Raramente, casos de corrupção envolvem a polícia dinamarquesa. A confiança na instituição é considerada muito alta, segundo o relatório 2015-2016 de competitividade global do Fórum Econômico Mundial.

“A polícia goza de alto nível de confiança. Ser um policial geralmente é considerado uma posição relativamente de status. Isto faz jovens considerarem a carreira”, acrescenta o especialista em segurança, Adam Diderichsen, professor da Universidade de Aalborg.

Diderichsen também explica que boas condições de trabalho agregam à qualidade do serviço. Após terminar o ensino médio, policiais recebem pelo menos dois anos de treinamento.

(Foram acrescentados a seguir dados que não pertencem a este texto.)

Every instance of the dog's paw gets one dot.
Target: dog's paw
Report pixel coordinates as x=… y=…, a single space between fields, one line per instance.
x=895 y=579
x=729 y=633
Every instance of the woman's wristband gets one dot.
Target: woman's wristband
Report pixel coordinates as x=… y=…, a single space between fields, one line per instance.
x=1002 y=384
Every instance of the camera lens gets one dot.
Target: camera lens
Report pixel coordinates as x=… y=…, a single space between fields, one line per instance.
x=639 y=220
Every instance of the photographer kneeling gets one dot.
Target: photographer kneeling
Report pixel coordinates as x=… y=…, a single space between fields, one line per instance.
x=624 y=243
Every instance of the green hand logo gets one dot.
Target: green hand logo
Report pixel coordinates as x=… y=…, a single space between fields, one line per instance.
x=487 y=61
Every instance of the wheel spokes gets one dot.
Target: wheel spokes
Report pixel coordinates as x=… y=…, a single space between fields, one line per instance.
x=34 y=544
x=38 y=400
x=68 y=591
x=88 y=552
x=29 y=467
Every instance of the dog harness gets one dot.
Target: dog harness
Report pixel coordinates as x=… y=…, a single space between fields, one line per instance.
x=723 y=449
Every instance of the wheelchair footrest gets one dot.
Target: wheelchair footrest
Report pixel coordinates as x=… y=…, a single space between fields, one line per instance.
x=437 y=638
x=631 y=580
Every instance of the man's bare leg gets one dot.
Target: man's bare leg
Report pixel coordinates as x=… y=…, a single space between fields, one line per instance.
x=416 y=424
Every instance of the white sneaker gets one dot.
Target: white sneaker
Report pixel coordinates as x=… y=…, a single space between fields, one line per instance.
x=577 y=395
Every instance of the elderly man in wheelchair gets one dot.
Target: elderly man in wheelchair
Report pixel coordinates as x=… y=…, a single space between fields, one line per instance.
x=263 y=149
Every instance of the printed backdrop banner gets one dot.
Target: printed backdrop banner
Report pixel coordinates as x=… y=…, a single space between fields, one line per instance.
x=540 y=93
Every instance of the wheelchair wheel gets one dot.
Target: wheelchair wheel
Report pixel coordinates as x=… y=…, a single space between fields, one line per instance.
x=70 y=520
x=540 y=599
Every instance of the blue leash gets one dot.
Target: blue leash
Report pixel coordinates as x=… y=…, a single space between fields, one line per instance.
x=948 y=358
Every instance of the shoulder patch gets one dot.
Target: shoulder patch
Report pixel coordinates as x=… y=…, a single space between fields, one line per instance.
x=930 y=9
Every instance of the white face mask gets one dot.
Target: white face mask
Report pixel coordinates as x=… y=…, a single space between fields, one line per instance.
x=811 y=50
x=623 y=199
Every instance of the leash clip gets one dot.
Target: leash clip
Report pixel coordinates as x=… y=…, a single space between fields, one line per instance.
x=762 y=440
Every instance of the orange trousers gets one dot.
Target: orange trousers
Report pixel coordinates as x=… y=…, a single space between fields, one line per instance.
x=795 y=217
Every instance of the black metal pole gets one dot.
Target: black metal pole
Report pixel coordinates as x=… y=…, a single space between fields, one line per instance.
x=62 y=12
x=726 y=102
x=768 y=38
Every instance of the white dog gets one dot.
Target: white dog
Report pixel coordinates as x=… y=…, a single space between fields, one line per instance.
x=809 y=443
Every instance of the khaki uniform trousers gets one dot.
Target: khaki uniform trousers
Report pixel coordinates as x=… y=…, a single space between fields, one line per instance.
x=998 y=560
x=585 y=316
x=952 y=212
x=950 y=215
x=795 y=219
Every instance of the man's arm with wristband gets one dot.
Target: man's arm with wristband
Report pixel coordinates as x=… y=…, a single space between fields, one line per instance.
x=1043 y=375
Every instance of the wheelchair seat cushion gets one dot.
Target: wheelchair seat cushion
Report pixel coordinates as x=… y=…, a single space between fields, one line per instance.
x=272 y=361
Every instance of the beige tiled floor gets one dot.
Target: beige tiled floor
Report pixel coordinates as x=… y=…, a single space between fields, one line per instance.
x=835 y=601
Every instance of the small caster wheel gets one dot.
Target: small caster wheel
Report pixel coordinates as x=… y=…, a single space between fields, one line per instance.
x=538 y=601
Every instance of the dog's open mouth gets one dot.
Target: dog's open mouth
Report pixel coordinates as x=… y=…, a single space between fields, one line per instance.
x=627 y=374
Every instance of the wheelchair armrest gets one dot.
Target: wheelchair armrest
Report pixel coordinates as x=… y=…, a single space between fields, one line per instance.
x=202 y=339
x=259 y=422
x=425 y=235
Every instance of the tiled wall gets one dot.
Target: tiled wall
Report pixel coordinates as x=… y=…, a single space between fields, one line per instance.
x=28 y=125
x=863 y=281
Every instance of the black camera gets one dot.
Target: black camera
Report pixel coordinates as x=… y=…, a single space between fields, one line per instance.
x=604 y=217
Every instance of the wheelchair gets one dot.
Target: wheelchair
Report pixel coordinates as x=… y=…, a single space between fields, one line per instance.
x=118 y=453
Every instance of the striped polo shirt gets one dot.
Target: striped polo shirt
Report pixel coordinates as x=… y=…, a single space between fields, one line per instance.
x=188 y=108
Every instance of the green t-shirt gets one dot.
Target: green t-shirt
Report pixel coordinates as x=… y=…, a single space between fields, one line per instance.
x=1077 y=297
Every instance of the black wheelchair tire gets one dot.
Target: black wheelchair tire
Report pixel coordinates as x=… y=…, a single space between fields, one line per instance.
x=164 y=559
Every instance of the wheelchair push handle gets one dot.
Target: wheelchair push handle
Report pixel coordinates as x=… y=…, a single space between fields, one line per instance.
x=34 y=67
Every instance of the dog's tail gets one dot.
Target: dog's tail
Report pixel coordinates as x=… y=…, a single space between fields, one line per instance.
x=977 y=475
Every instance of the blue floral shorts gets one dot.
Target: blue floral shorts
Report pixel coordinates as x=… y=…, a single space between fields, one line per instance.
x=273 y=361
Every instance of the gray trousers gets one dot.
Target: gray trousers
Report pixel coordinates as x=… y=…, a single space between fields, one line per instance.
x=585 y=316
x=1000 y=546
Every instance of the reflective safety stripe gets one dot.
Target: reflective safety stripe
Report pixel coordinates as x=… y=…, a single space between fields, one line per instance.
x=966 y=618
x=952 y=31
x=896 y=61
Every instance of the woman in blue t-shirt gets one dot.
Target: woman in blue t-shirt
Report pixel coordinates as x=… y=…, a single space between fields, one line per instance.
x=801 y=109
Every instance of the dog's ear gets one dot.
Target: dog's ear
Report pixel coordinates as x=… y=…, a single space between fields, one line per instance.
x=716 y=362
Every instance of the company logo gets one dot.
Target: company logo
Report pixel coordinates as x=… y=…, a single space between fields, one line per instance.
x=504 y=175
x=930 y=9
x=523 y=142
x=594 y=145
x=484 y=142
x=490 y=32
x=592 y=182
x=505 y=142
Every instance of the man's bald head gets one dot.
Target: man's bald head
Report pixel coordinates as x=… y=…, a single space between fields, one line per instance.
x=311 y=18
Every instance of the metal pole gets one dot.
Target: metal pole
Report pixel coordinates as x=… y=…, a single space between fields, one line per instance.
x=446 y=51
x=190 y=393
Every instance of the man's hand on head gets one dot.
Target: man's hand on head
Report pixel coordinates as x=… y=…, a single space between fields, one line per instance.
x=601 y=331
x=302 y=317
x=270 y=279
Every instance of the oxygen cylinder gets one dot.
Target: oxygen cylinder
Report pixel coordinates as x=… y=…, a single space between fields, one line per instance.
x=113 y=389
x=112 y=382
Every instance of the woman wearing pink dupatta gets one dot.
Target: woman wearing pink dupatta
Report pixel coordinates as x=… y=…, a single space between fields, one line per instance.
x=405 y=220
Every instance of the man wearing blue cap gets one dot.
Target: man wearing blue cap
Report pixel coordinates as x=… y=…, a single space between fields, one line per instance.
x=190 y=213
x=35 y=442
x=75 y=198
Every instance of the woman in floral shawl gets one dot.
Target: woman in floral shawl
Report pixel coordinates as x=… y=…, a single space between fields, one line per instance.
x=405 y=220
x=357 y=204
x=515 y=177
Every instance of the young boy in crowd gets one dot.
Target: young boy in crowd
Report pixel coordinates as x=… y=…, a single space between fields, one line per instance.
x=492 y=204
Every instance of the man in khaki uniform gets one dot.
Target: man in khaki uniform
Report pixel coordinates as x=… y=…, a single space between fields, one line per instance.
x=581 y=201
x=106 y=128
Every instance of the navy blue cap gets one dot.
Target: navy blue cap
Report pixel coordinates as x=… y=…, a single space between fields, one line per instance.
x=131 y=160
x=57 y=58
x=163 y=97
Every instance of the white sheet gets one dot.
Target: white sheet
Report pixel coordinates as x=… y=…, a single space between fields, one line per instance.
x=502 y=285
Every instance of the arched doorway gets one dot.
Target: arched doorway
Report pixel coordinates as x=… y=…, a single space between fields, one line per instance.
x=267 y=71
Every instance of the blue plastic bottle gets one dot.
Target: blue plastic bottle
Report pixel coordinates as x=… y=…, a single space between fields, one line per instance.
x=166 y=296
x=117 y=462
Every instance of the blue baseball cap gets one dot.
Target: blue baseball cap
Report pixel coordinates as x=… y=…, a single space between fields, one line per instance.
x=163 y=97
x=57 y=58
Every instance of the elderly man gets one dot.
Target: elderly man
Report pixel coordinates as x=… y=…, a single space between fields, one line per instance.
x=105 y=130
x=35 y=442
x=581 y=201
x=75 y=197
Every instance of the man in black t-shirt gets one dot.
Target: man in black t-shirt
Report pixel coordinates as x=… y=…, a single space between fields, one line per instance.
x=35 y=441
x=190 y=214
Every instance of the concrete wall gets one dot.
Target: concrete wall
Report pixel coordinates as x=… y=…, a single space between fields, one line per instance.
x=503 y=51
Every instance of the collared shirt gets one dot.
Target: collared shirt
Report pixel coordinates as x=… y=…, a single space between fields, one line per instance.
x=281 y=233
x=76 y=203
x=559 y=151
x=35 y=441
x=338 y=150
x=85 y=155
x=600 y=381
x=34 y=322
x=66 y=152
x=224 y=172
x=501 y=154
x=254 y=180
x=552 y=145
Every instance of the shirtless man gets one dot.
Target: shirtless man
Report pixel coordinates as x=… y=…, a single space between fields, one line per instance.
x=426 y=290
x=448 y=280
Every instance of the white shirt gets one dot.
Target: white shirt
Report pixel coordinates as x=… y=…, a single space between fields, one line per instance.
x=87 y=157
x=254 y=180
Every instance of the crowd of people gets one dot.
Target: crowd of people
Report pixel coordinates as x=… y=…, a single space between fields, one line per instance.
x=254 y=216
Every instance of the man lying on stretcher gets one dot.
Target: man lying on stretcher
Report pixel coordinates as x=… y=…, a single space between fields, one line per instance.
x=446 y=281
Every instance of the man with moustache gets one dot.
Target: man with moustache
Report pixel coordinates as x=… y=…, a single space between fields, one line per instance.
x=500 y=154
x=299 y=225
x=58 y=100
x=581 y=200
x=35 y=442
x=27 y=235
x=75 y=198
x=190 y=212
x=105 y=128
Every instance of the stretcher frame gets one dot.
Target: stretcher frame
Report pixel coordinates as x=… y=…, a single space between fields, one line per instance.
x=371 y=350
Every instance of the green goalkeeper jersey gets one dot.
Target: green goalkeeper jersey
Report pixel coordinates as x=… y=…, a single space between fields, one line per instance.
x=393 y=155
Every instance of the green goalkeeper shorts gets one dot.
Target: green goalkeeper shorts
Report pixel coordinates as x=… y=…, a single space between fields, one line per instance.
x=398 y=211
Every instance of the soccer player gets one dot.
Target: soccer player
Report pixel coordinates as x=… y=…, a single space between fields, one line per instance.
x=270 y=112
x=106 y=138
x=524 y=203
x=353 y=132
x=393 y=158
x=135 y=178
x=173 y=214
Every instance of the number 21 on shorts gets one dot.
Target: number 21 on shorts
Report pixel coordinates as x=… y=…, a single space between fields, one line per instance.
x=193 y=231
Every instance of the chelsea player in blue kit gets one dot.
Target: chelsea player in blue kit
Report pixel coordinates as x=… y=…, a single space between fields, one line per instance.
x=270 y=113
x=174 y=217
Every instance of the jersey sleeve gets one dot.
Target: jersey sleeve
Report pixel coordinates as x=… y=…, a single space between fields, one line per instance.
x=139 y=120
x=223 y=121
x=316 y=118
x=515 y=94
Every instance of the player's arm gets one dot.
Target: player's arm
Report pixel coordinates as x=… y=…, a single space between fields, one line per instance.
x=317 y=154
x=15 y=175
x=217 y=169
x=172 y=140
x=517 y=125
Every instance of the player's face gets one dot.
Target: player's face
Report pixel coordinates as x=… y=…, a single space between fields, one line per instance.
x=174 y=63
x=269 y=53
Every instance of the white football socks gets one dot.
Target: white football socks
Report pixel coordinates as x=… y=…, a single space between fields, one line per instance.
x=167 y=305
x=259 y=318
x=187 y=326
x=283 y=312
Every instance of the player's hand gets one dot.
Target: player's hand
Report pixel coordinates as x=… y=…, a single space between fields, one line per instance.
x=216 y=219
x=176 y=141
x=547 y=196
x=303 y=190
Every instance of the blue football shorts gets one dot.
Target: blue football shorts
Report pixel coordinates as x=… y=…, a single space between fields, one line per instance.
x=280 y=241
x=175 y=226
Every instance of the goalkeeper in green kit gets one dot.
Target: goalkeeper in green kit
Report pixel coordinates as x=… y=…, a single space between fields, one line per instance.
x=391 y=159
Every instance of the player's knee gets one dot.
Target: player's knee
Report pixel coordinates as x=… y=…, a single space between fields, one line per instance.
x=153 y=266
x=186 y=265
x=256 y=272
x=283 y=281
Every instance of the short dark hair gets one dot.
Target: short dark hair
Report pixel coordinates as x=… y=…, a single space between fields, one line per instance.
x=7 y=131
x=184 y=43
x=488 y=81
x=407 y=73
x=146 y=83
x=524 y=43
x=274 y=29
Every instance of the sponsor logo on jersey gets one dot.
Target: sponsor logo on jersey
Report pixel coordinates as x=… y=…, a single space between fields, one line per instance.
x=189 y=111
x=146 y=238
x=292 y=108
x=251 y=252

A cultura policial dinamarquesa dá ênfase a meios não coercitivos: eles usam armas, mas estão menos propensos a empregá-las do que em países fora da Escandinávia. Em geral, segundo o especialista, recebem um “bom salário de classe média, especialmente se for levado em conta a generosa aposentadoria”.

5) Baixa impunidade

O código criminal da Dinamarca proíbe propina ativa ou passiva, abuso de poder público, peculato, fraude, lavagem de dinheiro e suborno.

Em 2013, o Parlamento adotou emendas para fortalecer a prevenção, investigação e indiciamento de crimes econômicos. As penas hoje vão de multa a prisão de seis anos. Elas não são consideradas tão rígidas. Mesmo assim, são aplicadas e cumpridas.

Para a Transparência Internacional, o motivo são as instituições fortes e independentes de Justiça. Já segundo o especialista em corrupção Gert Tinggaard Svendsen, professor da Universidade de Aarhus, há mais do que isso.

“As leis não são tão duras, o que é duro é o mecanismo de punição. A tolerância à ilegalidade na Dinamarca é baixíssima não só com relação às instituições, mas até com indivíduos do convívio que infringem normas das mais simples”, diz.